Amid generic depictions of naked travellers and concerns from civil liberties and privacy advocates about new body scanners planned for the nation's airports, Khan appeared on news websites with a story to put anyone with a shred of modesty off flying.
The scanners will be part of a much wider network to closely examine passengers before they fly into the country, and as they arrive at border controls.
Khan gave an alarming description of his experience with the body scanners recently introduced at Britain's major airports, which show not only any non-metallic devices, objects and weapons on a person's body, but the most intimate regions as well.
Despite assurances that images would be destroyed immediately, Khan found female security officers lined up with uncensored copies of his scan.
"I was a little scared," he said. "I came out of the scanner and then I saw these girls and they had these printouts "So I looked at them [and] thought maybe it's a form you're supposed to sign.
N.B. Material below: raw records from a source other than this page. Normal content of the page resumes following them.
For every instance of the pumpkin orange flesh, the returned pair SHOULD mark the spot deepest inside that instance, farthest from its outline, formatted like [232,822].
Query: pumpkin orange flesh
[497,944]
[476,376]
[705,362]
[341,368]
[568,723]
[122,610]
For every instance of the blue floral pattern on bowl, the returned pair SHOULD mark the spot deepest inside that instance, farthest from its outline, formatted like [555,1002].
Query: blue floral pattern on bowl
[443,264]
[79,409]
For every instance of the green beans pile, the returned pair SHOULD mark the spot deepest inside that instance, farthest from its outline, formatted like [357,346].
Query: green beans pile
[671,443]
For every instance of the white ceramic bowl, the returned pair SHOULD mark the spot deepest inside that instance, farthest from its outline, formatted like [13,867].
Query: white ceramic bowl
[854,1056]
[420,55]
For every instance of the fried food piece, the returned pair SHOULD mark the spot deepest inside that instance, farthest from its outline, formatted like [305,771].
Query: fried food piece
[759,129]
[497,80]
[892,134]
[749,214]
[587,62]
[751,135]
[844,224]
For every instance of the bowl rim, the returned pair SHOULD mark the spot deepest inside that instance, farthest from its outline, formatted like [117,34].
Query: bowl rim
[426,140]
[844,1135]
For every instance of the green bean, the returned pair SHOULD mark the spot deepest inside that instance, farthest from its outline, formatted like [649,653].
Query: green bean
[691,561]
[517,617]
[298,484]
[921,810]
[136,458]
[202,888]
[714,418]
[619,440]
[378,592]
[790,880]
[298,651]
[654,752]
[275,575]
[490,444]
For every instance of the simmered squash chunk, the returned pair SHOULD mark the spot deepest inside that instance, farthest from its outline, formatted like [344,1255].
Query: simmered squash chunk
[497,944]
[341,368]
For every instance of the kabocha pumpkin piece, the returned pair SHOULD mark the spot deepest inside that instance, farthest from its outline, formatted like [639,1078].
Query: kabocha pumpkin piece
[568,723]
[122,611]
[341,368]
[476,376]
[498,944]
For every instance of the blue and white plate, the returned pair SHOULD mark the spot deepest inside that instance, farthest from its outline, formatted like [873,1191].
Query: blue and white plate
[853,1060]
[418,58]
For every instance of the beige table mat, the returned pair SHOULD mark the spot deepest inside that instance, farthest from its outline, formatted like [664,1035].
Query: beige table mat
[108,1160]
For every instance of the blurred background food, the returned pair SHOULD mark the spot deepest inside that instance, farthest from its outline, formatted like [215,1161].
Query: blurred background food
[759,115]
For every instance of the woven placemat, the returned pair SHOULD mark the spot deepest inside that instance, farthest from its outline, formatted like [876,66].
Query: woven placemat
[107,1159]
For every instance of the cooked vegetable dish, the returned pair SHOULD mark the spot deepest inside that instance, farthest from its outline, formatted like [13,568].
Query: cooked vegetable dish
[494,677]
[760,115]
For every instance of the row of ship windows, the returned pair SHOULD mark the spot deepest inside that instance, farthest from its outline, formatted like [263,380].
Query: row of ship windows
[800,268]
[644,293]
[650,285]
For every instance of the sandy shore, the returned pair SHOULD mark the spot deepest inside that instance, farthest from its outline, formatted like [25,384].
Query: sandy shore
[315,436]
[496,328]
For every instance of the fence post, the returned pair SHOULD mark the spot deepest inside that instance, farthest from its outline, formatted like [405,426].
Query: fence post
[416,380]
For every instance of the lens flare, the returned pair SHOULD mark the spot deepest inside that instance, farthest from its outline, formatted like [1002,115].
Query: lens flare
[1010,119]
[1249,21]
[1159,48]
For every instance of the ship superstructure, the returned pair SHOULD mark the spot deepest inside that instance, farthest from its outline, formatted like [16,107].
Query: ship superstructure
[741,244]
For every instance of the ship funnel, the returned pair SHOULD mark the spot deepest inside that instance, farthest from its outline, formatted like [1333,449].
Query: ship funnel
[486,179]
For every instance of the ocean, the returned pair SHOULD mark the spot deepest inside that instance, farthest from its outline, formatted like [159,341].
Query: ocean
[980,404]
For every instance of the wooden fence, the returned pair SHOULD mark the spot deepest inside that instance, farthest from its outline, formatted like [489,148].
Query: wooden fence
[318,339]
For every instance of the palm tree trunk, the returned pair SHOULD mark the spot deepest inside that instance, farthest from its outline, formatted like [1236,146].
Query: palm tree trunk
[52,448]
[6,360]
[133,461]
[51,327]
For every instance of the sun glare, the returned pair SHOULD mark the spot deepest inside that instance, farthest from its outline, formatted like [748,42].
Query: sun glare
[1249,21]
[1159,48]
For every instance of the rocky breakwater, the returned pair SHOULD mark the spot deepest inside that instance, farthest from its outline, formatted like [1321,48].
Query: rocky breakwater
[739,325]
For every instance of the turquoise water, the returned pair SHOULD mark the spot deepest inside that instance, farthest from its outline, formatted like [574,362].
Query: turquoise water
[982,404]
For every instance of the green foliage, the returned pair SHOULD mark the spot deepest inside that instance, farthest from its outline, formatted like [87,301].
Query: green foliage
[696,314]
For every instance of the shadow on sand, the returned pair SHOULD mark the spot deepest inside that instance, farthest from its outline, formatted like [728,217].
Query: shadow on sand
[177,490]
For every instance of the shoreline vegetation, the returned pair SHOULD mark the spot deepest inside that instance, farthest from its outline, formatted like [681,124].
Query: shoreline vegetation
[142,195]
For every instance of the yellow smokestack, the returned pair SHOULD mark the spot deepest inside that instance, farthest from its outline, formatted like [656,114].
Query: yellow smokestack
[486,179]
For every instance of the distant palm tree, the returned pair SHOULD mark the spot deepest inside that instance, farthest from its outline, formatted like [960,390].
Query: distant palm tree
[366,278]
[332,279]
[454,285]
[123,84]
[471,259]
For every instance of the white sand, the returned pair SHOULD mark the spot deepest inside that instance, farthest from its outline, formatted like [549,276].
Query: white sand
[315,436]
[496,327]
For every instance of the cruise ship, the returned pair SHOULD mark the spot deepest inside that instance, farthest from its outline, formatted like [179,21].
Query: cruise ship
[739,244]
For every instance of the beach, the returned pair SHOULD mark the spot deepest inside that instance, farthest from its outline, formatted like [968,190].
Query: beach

You could see everything inside, and then I've autographed them for them."
Australia has not yet announced the technology it will adopt when it starts installing body scanners for international travellers next year as part of a A$200 million ($243 million) boost to aviation security over the next four years.
But Transport Minister Anthony Albanese is already indicating the nation might opt for a less intrusive system, using a "stick figure" representation of travellers rather than the full exposure of the British scanners.
This uses a stylised outline to pinpoint the location of any illegal items hidden on a body.
He has promised consultation with the federal privacy watchdog, the Privacy Commissioner, and to act on public doubts.
"The Government understands the privacy concerns some travellers may have with body-scanning technologies and will implement appropriate privacy and facilitation measures to mitigate these concerns," he said.
Civil rights advocates have warned that increasingly tough measures - added to a raft of harsh counter-terrorism laws - are allowing authorities to look more closely and harder at Australians than ever before.